Second, it isn't just a few more deaths. People look at our current fatality numbers and think 'it's not too bad'; 'it's only the sick and elderly who are dying'. Regardless of the inhumanity of those comments, there is a truth that we make economy vs. life decisions all the time. We could save thousands of lives a year with stricter environmental laws, but it would cost money. Thousands die in car accidents - we could reduce that if we put another $10k in safety features on every car, but we, as a society, feel it's more important that people can afford cheap cars. So yes, we accept fatalities for the sake of the economy all the time. But we aren't really talking about just a few old, sick people dying.
No one knows for sure what will happen if we just stop social distancing, but what evidence we do have is pretty clear. This virus spreads and kills exponentially. You can't have a 'little' exponential growth. We either clamp down and stop it like we are currently doing, or it takes off and our death rate skyrockets. Millions will die (https://www.imperial.ac.uk/media/imperial-college/medicine/sph/ide/gida-fellowships/Imperial-College-COVID19-NPI-modelling-16-03-2020.pdf). And not just the sick and elderly. At those numbers, thousands of working age, healthy people will die. And when they do it will cost the economy money. It will result in more people choosing to shelter in place and more governments to reimpose the same restrictions (and worse) that people are complaining about now. If we just 'reopen' things a lot more people will die and our economy will be one of them.
But it is true that our economy and society can't continue like it is indefinitely. No one is saying it should. All the experts, including most state and the federal government, are saying we can and should loosen restrictions, but we should do so in a tentative way based on the best science and information we have (https://www.sfchronicle.com/politics/article/California-s-coronavirus-reopening-Gov-Gavin-15200205.php). We need to be able to test better to track the disease and we need to trace contacts better to stop the spread and exponential growth. That's the current plan - the real question is why is that taking so long. The answer is the federal government.
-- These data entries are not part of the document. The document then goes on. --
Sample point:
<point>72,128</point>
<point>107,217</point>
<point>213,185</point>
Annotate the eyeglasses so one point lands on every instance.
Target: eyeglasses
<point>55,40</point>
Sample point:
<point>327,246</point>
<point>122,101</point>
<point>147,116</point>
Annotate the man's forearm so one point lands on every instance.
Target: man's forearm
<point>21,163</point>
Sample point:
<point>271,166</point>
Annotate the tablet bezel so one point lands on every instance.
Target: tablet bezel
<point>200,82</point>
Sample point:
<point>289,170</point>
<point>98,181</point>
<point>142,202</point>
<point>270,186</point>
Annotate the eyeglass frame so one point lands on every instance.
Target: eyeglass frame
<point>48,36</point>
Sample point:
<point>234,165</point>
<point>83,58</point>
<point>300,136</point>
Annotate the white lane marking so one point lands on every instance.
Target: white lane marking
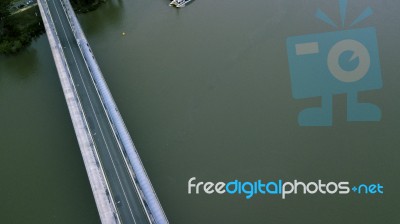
<point>98,123</point>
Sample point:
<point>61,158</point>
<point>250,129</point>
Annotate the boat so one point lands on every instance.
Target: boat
<point>179,3</point>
Now testing is a complicated issue, but it mostly boils down to money and material. In the U.S. the testing is primarily being done by commercial companies and they don't have the monetary incentive to invest in greatly expanding testing when the need will be for a relatively short time. It doesn't make sense to invest in training extra testers if they'll have to fire them in a year. It doesn't make sense for companies to increase making the materials needed if their demand will crash in a year. The market is failing us. But the federal government can get around that. It can order companies to expand testing capabilities. It can pay them to do so. It can coordinate all this. It's simply choosing not to.
The federal government also has many tools to fight a crashing economy that state and local governments simply don't have. It can give people money (borrowing money is basically free with our current interest rates and every reputable economist knows that government spending in a recession/depression is the best way out). If you don't want to give people money, it can create a massive jobs program (we already have a small one). We need people trained to do testing - let's hire and pay people to learn how. We need people to do tracing. We need people to support the sick and elderly. Heck, we need a ton of infrastructure work that will greatly help everyone and our economy - let's hire people to do what needs to be done.
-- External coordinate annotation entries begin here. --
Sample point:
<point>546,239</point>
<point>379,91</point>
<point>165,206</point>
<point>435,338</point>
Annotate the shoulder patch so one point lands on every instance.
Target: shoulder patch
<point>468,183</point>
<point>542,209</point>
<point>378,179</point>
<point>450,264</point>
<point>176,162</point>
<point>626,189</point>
Most states are constrained by balanced budget amendments (this is why they are a stupid idea). Many states, especially those red ones, simply aren't rich enough to spend this kind of money. And even if some states could do it, their resources would be taxed and failed when all the people from the other states either come to take advantage of them or come to bring more virus into them. We need to handle this on a national level because we are all in this together.
People are angry. I get it. It sucks that so many are losing their jobs or facing financial uncertainty. It sucks that our kids aren't in school and many of them are now going hungry. It sucks that our economy is crashing and we are suffering even though we didn't do anything wrong. It's not fair. Your anger is justified. But the response still needs to be appropriate. 'Reopening' the economy now isn't going to work. The economy will still crash; more people will die. We face nothing but bad choices but the current path we're on is a bad choice that involves fewer people dying and our economy ultimately recovering better. So go ahead and be angry, but learn to live with it. And maybe learn to direct your anger where it can do more good - by changing the people in power who are making our choices worse than they have to be.